Is Libya another Iraq gone wrong?

Alaa Murad , Monday 21 Mar 2011

Egyptian observers debate around the no-fly zone, the current UN actions and the fact that Arab regimes are too busy with domestic affairs to coordinate military action against Gaddafi

Libya
Libyan men celebrates on a destroyed tank belonging to the forces of Muammar Gaddafi in the outskirts of Benghazi, eastern Libya, Sunday, 20 March 2011. (AP)

Operation Odyssey Dawn and the launch of the so-called “limited military action” on the Gaddafi regime in Libya are proceeding with official regional approval and an uneasy popular consent.

As Libya’s bloody situation continued to deteriorate with Muammar Gaddafi’s stubborn cling to power, the Arab world is served a reminder of the invasion of Iraq. The situation, however, is quite different from how it was then, and so are popular sentiments.

Unlike with Iraq, the United States insisted that regional acceptance was imperative for any military action and the idea of enforcing a no-fly zone only gained traction following the Arab League’s consensus.

The intervention in this case is undoubtedly under UN auspices, and, therefore, legitimate under international law. But it is the involvement of NATO nations instead of local African or Middle Eastern forces that is stirring old sentiments.

French planes were the first to sweep over Libya targeting tanks and vehicles. France was soon joined by the United States and Britain.

Ahmed Bahaa El Din Shaaban, a founding member of the Kefaya opposition movement in Egypt and a political writer, nevertheless condemns the intervention that “threatens a sister Arab country.”

He argues the intervention would complicate Libya's future and create numerous problems for its people as well being an opportunity for the implementation of a United States agenda in the region.

Were the intervention lead by Arab countries, it would not have been any less problematic, according to Shaaban. He implied that the Arabs’ reluctance to do so, instead leaving it to the ‘international community’, was to avoid Arab on Arab bloodshed.

“Gaddafi cornered them, he shut out all other alternatives,” he declared.

According to Mayada Shawky, a teaching assistant in the British University in Egypt, the Arab states could not go as far as intervening against Gaddafi’s regime because it would raise questions regarding their own.

“They just ‘condemned’ Gaddafi’s violence, but no one was willing to take action against him,” says Shawky. “No one would make such a statement against Gaddafi because it would open their very own can of worms.”

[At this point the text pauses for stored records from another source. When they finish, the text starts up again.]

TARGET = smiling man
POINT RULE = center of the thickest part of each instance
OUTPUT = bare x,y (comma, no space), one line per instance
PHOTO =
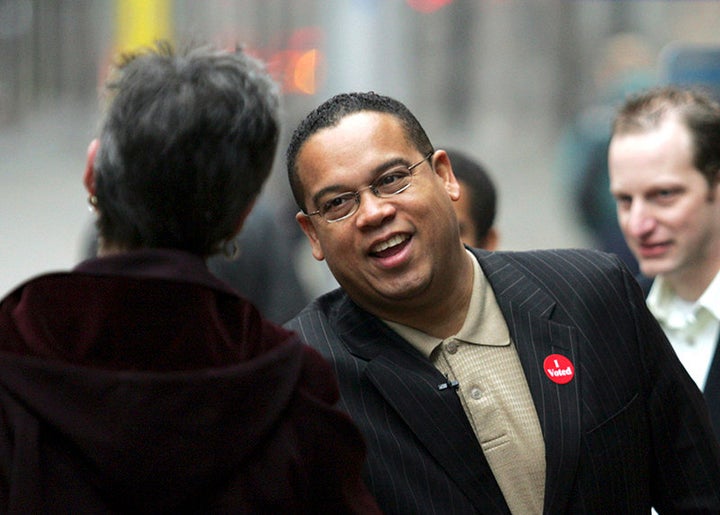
664,161
484,382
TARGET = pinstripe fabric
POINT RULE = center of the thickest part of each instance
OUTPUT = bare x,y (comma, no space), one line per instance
629,430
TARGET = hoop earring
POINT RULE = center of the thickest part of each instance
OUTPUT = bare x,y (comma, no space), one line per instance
231,250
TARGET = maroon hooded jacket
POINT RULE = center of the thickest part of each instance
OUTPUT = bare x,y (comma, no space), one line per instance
140,383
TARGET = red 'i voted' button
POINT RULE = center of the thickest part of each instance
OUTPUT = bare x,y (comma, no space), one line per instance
559,369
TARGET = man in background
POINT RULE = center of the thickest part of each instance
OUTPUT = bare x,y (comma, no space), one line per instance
664,160
477,206
484,382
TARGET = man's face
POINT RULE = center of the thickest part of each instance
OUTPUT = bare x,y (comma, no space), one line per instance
667,212
463,210
393,251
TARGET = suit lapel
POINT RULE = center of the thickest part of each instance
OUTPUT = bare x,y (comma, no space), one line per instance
409,383
527,310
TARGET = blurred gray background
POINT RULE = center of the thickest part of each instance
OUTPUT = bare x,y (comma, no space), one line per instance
500,79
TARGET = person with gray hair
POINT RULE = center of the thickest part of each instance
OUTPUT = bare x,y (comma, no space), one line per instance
664,159
140,383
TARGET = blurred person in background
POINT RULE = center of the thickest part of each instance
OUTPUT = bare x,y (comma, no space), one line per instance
626,64
477,206
484,382
139,382
665,176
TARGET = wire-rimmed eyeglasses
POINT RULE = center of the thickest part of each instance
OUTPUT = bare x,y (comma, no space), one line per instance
333,208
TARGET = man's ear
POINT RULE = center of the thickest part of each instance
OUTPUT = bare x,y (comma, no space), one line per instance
443,168
89,175
309,229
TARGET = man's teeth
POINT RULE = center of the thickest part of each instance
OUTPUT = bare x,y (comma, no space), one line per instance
395,240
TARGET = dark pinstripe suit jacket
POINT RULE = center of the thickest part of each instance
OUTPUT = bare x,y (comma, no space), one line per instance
629,430
711,391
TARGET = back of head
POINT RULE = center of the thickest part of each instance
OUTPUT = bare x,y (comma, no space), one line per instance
329,114
695,109
186,143
482,190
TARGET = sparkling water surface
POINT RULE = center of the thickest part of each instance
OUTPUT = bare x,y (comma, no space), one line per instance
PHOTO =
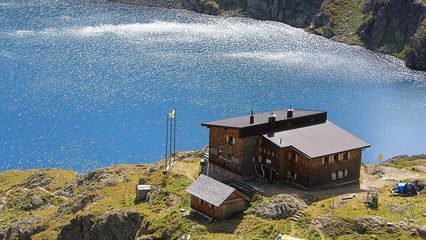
87,84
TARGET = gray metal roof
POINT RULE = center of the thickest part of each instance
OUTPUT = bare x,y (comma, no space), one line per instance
317,140
210,190
259,118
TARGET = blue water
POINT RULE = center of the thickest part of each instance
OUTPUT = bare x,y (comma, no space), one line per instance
87,84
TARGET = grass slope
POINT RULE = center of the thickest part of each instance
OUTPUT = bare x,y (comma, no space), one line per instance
162,214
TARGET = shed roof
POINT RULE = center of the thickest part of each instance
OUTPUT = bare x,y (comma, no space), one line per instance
210,190
259,118
317,140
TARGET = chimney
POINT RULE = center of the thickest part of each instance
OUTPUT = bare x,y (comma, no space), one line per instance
251,117
290,112
272,117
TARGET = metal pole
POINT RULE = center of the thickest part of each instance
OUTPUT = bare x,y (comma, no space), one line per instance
167,141
170,140
174,137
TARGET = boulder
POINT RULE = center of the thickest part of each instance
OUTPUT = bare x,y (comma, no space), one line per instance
23,230
37,180
279,207
115,224
369,224
416,56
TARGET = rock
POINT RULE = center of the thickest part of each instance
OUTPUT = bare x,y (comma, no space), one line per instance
37,180
116,224
416,56
419,169
78,203
391,227
23,230
394,25
279,207
333,226
210,7
298,13
28,200
369,224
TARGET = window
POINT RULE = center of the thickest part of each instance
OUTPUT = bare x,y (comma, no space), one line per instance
235,160
325,160
231,140
214,151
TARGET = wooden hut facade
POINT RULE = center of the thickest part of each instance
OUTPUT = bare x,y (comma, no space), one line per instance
300,146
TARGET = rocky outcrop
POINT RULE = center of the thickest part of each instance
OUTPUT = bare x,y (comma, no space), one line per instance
280,206
298,13
37,180
116,224
369,224
23,230
203,6
175,4
397,26
391,26
416,55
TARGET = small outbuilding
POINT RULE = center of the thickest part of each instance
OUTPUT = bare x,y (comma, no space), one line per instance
142,191
214,199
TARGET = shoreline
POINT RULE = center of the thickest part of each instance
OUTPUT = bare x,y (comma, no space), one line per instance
320,22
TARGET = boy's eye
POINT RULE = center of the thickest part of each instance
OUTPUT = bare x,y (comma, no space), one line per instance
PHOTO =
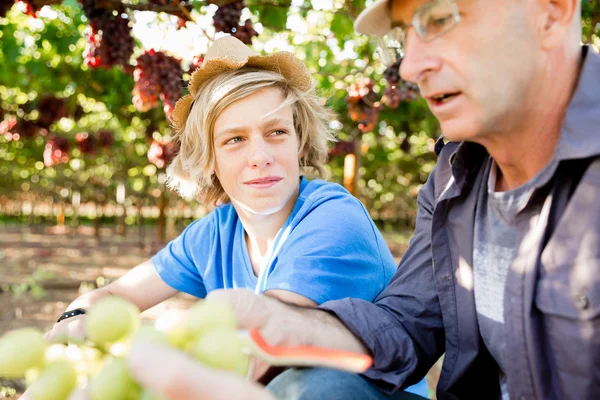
236,139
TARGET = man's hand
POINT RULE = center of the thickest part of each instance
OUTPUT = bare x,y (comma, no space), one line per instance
174,375
286,325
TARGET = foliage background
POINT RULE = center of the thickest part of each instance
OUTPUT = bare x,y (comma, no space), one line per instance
44,55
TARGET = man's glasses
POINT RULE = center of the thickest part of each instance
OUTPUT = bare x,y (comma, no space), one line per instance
430,21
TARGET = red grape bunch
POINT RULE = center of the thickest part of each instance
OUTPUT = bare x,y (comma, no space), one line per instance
362,104
157,76
31,7
147,82
171,81
245,32
161,154
110,41
5,5
51,109
398,89
85,142
56,151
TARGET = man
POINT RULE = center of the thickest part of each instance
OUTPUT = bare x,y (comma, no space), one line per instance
503,272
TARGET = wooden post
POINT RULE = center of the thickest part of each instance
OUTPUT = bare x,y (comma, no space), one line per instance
162,206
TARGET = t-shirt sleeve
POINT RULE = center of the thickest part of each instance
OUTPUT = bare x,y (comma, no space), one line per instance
334,252
177,262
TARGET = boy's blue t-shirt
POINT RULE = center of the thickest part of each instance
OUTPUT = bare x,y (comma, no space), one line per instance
329,248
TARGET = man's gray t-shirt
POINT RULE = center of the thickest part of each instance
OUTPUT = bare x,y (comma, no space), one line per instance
498,232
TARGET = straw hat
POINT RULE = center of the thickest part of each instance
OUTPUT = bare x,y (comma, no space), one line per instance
228,53
375,20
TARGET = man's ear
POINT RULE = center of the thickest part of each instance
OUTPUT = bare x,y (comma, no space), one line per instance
556,21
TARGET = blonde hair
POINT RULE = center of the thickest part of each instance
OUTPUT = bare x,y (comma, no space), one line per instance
191,172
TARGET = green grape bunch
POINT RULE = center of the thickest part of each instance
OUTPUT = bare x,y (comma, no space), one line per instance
207,332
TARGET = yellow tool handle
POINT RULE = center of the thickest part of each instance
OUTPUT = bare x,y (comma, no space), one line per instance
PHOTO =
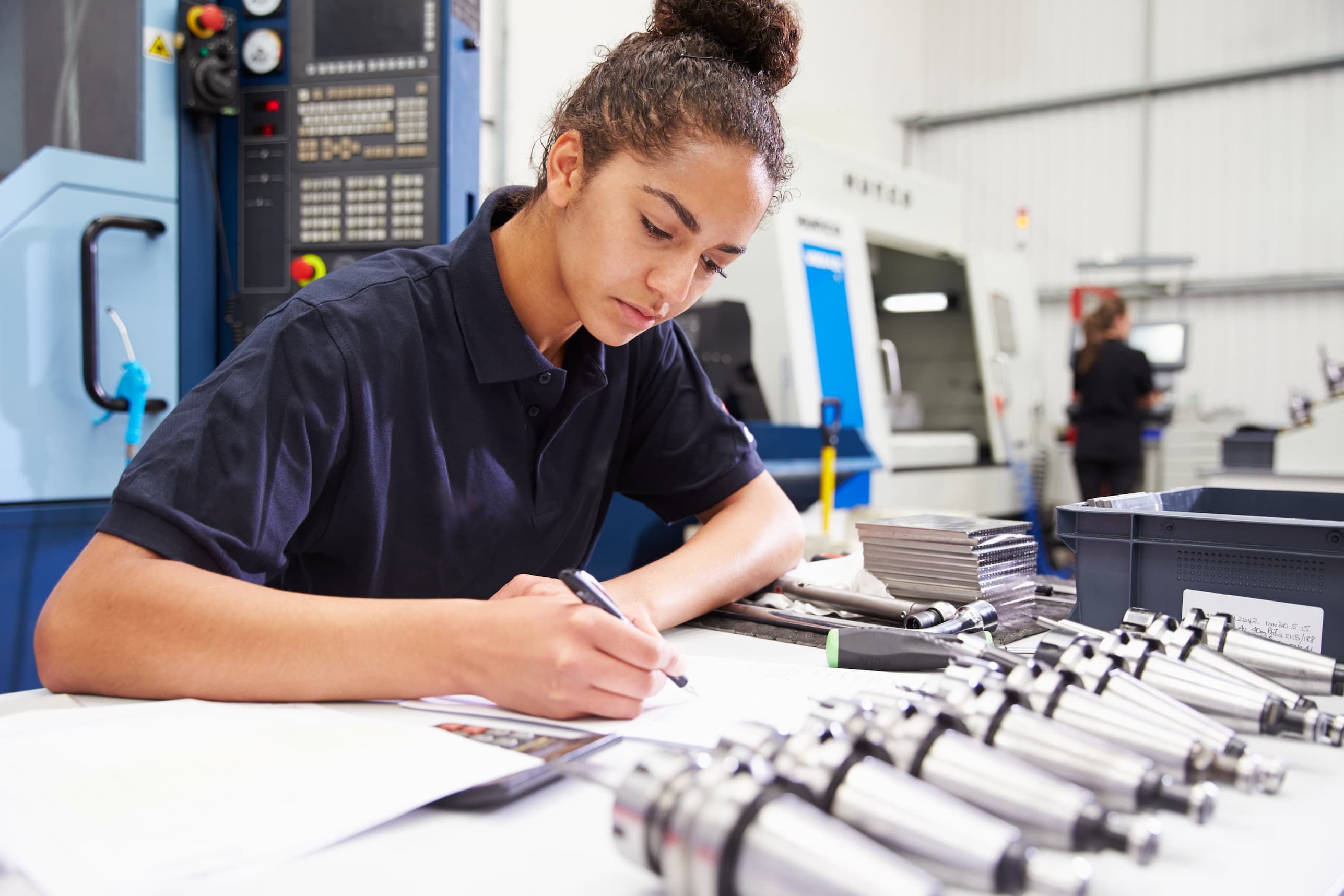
828,486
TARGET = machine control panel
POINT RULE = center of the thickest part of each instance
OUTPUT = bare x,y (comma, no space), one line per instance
340,143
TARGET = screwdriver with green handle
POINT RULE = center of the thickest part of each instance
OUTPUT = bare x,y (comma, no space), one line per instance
886,651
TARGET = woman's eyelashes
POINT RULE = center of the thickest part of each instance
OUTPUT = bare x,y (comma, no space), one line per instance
657,233
652,230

“They [the Arab states] did not do anything to Al Bashir for the exact same reason,” she continued in reference to Sudan’s president Omar Al Bashir, for whom a warrant has been issued by the International Criminal Court for committing war crimes.

Shawky does not consider the military action in Libya an invasion with the absence of ground troops giving her some comfort.

“As long as they only attack Gaddafi’s military targets and as long as there are no ground troops they will leave once the threat is over,” she said. “It’s become so bad in Libya; I do not see how this could make it worse.”

Mostafa El-Barbari, a young graduate, agrees. “As long as there are no ground troops, it is acceptable, but someone had to intervene.”

He noted that Arab states could not intervene because they were either trying to prevent a revolution in their own countries or embarking upon one.

Following the beginning of the military campaign against Muammar Gaddafi, he broadcasted an audio message on Libya’s state TV saying, among other things, that “all tyrants fall under the feet of their people,” referring to Hitler and Mussolini.

There were some international concerns regarding the UN-backed intervention as well.

China and Russia, permanent Security Council members, abstained from voting on a military action in Libya, arguing it would result in more loss of civilian life.